ほんの一瞬のことだった。
「……」
 ごつい剣を振りかぶった男が肉薄し、その剣がジーンに向かって振り下ろされた瞬間、少年はまさに目にも留まらぬというのが相応しい速度で動き、男の背後へ回りこんだのだ。
 ごくごく自然な、流れるように滑らかな動作だったが、それは、櫻良が思わず目の錯覚を疑ったほどに速かった。
「う、あっ……!?」
 倒すべき目標を見失い、狼狽の呻きとともにたたらを踏んでバランスを崩した男の背後から、
「櫻良がここにいた幸運に感謝するんだな」
 感情の感じられない美声が響く。
 男の喉が、ひっ、という恐怖の音を立てたのと同時に、ジーンの手刀が彼の首筋に叩き込まれる。鮮やかな、一切の無駄のない一撃だった。
 指は長く武骨だが、決してたくましくも太くも見えないジーンの手に、一体どれほどの力がこめられていたのか、男は自身の取り落とした剣が地面に倒れるよりも早く、そのまま声もなく昏倒した。

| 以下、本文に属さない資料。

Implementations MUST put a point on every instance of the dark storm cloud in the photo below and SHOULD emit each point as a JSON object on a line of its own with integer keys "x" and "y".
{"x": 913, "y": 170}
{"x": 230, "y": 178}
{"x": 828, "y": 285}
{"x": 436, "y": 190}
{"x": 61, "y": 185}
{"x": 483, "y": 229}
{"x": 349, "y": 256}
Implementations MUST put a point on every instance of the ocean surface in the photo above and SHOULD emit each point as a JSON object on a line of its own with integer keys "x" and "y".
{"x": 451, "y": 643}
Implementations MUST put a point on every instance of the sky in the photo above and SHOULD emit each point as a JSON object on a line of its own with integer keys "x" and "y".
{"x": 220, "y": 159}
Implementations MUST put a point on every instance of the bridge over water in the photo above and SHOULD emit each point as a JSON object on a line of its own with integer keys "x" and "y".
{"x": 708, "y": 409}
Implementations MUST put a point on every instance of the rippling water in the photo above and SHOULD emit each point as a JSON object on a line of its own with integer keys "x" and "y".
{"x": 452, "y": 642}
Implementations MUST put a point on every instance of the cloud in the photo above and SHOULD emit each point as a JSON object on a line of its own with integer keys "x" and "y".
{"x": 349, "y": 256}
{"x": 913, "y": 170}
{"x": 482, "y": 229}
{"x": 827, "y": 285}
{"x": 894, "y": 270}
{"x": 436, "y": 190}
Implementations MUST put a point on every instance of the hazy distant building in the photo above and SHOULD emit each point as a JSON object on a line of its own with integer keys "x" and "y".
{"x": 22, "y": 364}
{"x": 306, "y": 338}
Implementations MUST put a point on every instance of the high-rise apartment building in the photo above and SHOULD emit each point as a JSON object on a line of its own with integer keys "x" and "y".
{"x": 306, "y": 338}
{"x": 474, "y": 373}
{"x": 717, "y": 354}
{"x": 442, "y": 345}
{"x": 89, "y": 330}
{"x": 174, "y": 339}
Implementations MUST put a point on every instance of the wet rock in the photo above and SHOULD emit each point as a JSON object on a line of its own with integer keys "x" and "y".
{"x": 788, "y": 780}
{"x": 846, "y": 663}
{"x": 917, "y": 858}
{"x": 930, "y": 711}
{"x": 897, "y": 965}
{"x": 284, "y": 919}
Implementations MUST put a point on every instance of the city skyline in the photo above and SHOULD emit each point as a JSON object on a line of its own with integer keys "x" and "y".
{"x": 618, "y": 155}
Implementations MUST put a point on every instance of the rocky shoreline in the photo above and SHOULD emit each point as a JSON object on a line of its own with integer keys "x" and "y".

 硬い地面に人間の身体が倒れる、どさりという音がする。
 ほんの一瞬で脱落者をひとり作ったジーンは、倒れた男には目もくれず、残り三人の男たちへ顔を向けた。
「……貴様らは、どうする」
 発せられた声はやはり氷点下の冷ややかさだ。
 櫻良へ向けるそれとは、百八十度かけ離れている。
 人命という名の盾も功をなさず、武の腕前でも到底叶わぬと知ってだろう、残った男たちの顔は蒼白で、表情には紛れもない絶望の色があり、身体はぎくしゃくと硬直していた。
「う、うう……」
 男のひとりが呻く。
 剣を持つ手がぶるぶると震え、その切っ先はぐらぐら揺れていた。男の胸中、狼狽と葛藤と絶望とをそのまま表すように。
「かかってくるのなら容赦はしない」
 ジーンは冷ややかな目で三人の賊を順番に見つめたあと、
「だが」
 ほんの一瞬、櫻良を振り返ってから付け足した。
 瞬きほどの時間、馬上の櫻良を見つめた黄金が、陽光を浴びて奇跡のように美しく輝く。
 それだけのことで、櫻良の胸は躍る。
 滑稽なほど、絶望的なほどに。
「――――すぐに退くのなら、今は見逃す」
 ジーンの言葉には感情が含まれておらず、その言は端的だった。
 男たちは呆気に取られたように大きく口を開けた間抜けな顔で、お互いを交互に見遣ってから、ジーンの、陶器人形を髣髴とさせる、芸術的なまでに滑らかに白い美貌を見つめた。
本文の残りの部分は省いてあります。